Hacker News new | ask | show | jobs
by alberth 386 days ago

             Lines of Code
  yes (GNU)        50
  Yes-rs        1,302  (26x more)
The cost benefit analysis on this will be interesting given this is 26X more code to manage, and could also introduce a whole new toolchain to build base.
4 comments

If you are looking for a non-joke implementation[0]. Excluding the test code at the bottom, the Rust version is a bit less than 120 lines.

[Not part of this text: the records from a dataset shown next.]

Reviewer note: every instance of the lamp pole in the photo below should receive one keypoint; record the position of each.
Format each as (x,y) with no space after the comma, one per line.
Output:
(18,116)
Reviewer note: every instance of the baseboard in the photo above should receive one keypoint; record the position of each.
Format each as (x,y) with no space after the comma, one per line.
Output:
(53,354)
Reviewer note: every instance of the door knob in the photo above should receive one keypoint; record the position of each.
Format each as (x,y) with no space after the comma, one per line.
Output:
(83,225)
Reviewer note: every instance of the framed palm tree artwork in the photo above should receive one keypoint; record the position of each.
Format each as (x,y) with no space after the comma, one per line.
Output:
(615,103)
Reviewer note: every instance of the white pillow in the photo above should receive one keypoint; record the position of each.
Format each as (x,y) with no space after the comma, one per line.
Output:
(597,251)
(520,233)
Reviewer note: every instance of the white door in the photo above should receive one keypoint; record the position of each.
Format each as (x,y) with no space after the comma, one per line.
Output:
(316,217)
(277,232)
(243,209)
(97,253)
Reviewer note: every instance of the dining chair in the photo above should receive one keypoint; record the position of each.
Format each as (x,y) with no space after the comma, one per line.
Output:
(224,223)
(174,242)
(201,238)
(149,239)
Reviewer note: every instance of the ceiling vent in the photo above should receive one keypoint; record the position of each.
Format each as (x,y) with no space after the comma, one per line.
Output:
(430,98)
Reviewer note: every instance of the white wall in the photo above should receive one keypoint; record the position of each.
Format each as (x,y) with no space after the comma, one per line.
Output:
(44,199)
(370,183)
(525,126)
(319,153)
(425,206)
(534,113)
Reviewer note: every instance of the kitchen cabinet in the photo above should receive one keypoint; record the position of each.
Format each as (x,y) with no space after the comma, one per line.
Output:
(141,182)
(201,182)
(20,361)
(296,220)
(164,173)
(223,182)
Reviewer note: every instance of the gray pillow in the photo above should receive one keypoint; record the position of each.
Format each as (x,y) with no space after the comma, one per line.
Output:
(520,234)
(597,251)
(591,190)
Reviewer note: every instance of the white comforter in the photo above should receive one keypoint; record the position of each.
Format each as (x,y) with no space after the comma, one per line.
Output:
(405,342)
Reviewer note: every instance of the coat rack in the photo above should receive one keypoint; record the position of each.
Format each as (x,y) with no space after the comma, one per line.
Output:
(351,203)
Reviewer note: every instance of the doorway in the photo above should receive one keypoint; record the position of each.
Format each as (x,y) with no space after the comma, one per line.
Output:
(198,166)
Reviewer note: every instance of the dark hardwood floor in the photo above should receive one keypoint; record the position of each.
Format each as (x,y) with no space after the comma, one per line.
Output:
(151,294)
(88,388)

[0] https://github.com/uutils/coreutils/blob/main/src/uu/yes/src...

GNU core utils is 134 lines of code, not 50, so the Rust version is even slightly shorter. You can make yes a lot shorter in both C and Rust, but this size goes into speed. For reference, OpenBSD's yes is just 17 lines of code[2]. It essentially boils down to this:

  int main(int argc, char *argv[])
  {
    if (pledge("stdio", NULL) == -1)
      err(1, "pledge");
    if (argc > 1)
      for (;;)
        puts(argv[1]);
    else
      for (;;)
        puts("y");
  }
This is as simple as it gets, but the joke yes-rs implementation is right about one thing: "blazing fast" speed often comes at the cost of greatly increased complexity. The BSD implementation of yes is almost 10 times shorter than the GNU implementation, but the GNU implementation is 100 times faster[3].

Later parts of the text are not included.